Benecia and Canaan stood primly before Aidan and curtsied in unison. Then they chorused, “Good night, Papa,” kissed Aubrey on either of his waxen cheeks, and scampered out, their mother following.
“Am I keeping you from anything?” Aidan asked when he and Havermail were alone in that odd room. The place might have come from the pages of a Dickens novel, he thought; all it really lacked was a spoiled cake being nibbled on by rats, and a demented old woman in a rotted wedding dress.
Aubrey sat back in his chair as Aidan went to stand next to the fireplace, where an old clock stood on a mantel beneath a drapery of spider weavings.
“No,” Havermail replied, studying his guest thoughtfully. “I fed some hours ago and have no desire to go
rge myself, as my wife and daughters often do. Tell me, Mr. Tremayne—what is it you want from me?”
Aidan thrust his hand through his hair, fingers splayed. “According to your elder daughter, you became a vampire some five hundred and forty years ago, when you joined a select fellowship and undertook their initiation.”
Havermail’s countenance darkened, and his mouth pursed for a moment. Clearly the lovely, vicious Benecia had spoken out of turn. “What is your interest in the Brotherhood?” he asked after a long and somewhat awkward silence. “It cannot be that you seek immortality, since you are already a vampire.”

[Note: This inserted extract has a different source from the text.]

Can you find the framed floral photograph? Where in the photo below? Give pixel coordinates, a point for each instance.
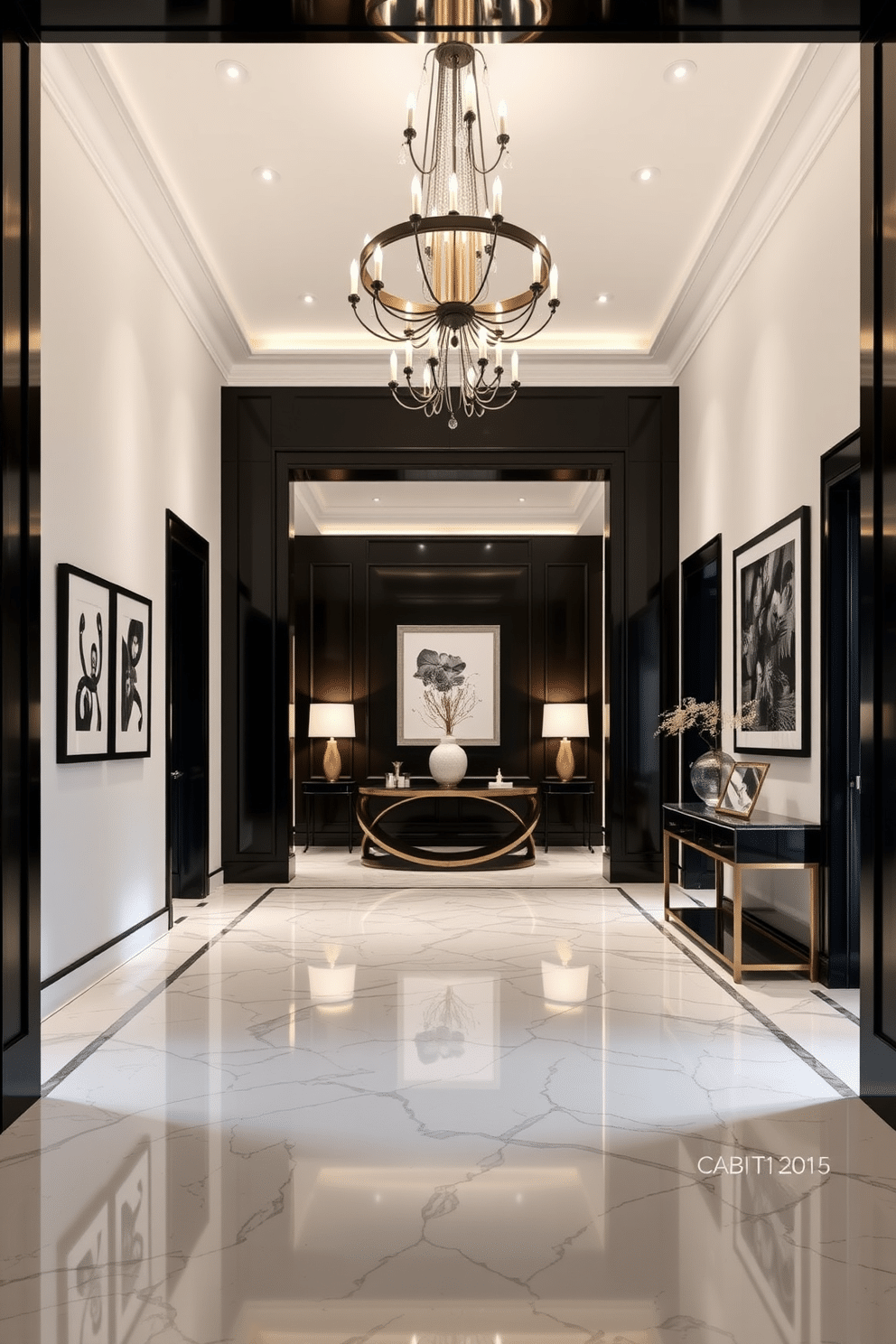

Aidan framed his words carefully, setting them out like so many fine porcelain plates. “I seek—mortality. In short, I want to be a man again.”
After staring for several moments, Havermail burst out laughing. “You cannot be serious!” he howled when he’d recovered just a little.
“I have never been more sincere about anything,” Aidan replied evenly. “I was robbed. I want the forty-odd additional years of life that were my due.”
Aubrey stood, all vestiges of mirth gone from his expression. “Who made you a blood-drinker?”
Aidan hesitated. “A powerful female called Lisette.” Havermail made a sputtering sound and moved one hand as if to make the sign of the cross over his chest, before stopping himself. An old habit, evidently, that had died hard. “Powerful, indeed,” he murmured. “All sensible vampires fear Lisette, Tremayne. Why should I risk incurring her wrath?”
“You needn’t risk anything,” Aidan snapped, barely keeping himself from grasping Aubrey by the lapels of his cutaway coat and lifting him onto his toes. “I want to know about the Brotherhood, that’s all. Is it true that the fellowship has existed since before the fall of Atlantis?” Aubrey looked patently uncomfortable. “Yes,” he said, “but that is all I will tell you without permission from the elders.” He moved to the fireplace with that quick, gliding motion typical of vampires, took a poker from its place on the hearth, and jabbed at the burning logs until sparks rose toward the chimney in a crackling shower. “Leave this house, Tremayne. Go on about your business, whatever it is. If the Brotherhood wishes to grant you admittance, you will be contacted.”